Sechs Jahre lang war das dritte Level die Heimat der Rosenheimer, anfangs sehr erfolgreich mit dem zweimaligen Erreichen der Meisterrunde, obwohl man überwiegend auf Rosenheimer und Spieler aus der Region setzte und sogar auf einen zweiten Ausländer verzichtete. Die Stars und Publikumslieblinge waren nach wie vor Rosenheimer: Andi Schneider, Mondi Hilger, Andi Paderhuber und, und, und…

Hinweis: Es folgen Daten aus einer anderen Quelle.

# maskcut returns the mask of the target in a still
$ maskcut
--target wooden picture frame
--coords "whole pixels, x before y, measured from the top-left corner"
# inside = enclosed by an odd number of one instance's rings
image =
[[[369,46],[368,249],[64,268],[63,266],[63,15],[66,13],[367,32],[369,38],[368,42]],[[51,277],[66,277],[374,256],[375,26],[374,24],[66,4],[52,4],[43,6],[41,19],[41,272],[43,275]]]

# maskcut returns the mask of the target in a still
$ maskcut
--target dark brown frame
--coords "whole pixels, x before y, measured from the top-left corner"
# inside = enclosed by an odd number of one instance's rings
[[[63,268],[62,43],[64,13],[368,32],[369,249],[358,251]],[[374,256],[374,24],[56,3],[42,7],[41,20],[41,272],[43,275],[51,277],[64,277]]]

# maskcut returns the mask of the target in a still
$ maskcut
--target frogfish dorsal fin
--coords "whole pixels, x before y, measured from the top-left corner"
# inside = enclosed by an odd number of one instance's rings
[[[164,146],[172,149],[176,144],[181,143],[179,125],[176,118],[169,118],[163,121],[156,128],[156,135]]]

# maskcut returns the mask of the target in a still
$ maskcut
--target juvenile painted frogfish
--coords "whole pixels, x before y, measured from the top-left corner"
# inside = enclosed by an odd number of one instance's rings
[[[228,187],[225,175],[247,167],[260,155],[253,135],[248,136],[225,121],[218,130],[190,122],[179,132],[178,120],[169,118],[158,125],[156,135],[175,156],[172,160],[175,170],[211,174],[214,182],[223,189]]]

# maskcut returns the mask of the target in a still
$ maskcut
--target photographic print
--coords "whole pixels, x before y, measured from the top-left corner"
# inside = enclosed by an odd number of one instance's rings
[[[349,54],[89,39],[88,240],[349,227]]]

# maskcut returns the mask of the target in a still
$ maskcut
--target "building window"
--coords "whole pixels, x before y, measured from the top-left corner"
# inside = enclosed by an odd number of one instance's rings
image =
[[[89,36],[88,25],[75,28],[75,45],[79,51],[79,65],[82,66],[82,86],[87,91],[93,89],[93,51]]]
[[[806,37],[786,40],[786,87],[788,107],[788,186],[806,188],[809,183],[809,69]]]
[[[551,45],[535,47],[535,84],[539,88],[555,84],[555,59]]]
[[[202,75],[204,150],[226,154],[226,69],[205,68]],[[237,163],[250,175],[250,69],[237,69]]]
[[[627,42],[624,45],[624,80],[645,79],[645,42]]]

Als aber die Ansprüche stiegen, man mehr und mehr Richtung Zweite Bundesliga schielte und diese Ansprüche auch deutlich formulierte, kamen Rückschläge,und im Play-off2008 schrammte man nur um ein einziges Play-down-Spiel am Abstieg in die Bayernliga vorbei. Gott sei Dank gab es da einen 16-jährigen Nachwuchstorhüter namens Philipp Grubauer, der in der Serie gegen Passau schon andeutete, dass er Jahre später einmal sogar den Stanley in der NHL gewinnen sollte.

Aufstiegscoach Ron Chyzowski musste gehen, ein Jahr später auch sein Nachfolger Markus Berwanger. Das Fahrwasser, in dem das grün-weiße Starbulls-Schiff schlingerte, war rau und stürmisch – bis ein neuer „Kapitän“, ausgerechnet vom großen Lokalrivalen Landshut, das Ruder übernahm.

Mit Franz Steer an der Bande kam die Zeit des Aufschwungs, allerdings nicht sofort. Im Jahr nach dem Beinahe-Abstieg lieferte das bis dahin teuerste Starbulls-Team (mit vier hochkarätigen Legionären, aber immer noch hohem Anteil an Eigengewächsen) zwar ansehnliches Eishockey, schied aber als zweitbestes Süd-Team im Play-off gegen Kaufbeuren aus.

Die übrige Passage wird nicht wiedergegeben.